Proto-copyright goes back centuries before that. I think around 600AD, King Dermott said "to every cow its calf, and to every book its copy". Then it really picks up in the Middle Ages.
> Prior to the invention of movable type in the West in the mid-15th century, texts were copied by hand and the small number of texts generated few occasions for these rights to be tested. During the Roman Empire, a period of prosperous book trade, no copyright or similar regulations existed, copying by those other than professional booksellers was rare. This is because books were, typically, copied by literate slaves, who were expensive to buy and maintain. Thus, any copier would have had to pay much the same expense as a professional publisher. Roman book sellers would sometimes pay a well-regarded author for first access to a text for copying, but they had no exclusive rights to a work and authors were not normally paid anything for their work.
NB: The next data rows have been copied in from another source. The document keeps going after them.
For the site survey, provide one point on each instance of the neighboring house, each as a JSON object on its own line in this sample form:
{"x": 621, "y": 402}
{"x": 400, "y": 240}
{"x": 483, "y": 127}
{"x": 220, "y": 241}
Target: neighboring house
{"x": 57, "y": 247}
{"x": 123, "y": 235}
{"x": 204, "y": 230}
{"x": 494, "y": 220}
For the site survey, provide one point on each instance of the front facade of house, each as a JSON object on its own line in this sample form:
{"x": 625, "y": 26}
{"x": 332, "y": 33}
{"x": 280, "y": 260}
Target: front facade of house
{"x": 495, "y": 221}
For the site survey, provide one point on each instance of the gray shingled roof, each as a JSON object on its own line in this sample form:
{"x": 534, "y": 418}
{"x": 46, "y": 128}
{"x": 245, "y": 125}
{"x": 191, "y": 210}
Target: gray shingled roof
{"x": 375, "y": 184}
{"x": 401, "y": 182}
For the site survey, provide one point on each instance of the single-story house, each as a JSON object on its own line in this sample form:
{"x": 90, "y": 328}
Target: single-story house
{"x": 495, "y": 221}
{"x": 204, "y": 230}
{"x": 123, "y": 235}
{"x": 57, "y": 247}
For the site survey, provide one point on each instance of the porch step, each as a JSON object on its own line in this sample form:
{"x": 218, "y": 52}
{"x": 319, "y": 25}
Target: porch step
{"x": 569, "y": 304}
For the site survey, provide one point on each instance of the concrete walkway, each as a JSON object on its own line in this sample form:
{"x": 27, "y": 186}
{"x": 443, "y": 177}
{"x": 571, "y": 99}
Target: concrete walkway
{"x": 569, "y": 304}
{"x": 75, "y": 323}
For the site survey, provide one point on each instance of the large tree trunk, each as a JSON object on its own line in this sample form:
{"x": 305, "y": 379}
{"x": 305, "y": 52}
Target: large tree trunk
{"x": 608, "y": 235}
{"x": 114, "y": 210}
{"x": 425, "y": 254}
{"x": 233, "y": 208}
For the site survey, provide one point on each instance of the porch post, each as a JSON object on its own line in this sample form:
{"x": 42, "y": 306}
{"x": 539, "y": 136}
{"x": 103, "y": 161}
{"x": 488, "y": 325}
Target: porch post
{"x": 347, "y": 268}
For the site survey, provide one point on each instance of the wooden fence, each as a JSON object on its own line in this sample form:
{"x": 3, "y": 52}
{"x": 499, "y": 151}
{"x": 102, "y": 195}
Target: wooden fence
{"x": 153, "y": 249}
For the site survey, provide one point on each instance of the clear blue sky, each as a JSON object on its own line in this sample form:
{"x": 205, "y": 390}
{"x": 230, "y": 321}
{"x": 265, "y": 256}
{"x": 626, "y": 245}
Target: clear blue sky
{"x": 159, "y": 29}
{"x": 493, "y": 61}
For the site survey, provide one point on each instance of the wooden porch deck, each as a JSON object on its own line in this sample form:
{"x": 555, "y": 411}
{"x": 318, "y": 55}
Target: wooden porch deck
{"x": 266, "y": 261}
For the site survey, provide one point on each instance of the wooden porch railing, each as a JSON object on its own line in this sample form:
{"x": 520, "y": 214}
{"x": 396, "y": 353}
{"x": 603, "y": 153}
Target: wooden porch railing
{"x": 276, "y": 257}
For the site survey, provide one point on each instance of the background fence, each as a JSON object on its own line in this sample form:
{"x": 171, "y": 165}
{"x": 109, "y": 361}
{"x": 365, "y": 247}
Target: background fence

Martial, in his Epigrams, complains about receiving no profit despite the popularity of his poetry throughout the Roman Empire.
> The printing press came into use in Europe in the 1400s and 1500s, and made it much cheaper to produce books. As there was initially no copyright law, anyone could buy or rent a press and print any text. Popular new works were immediately re-set and re-published by competitors, so printers needed a constant stream of new material. Fees paid to authors for new works were high, and significantly supplemented the incomes of many academics.
Incidentally, if you click the link about King Dermott and get to https://en.wikipedia.org/wiki/Battle_of_C%C3%BAl_Dreimhne, it says that's "an account that first appears... nearly a thousand years after the alleged events supposedly took place, and therefore a highly unreliable source".
It's in your own fucking link for godsakes.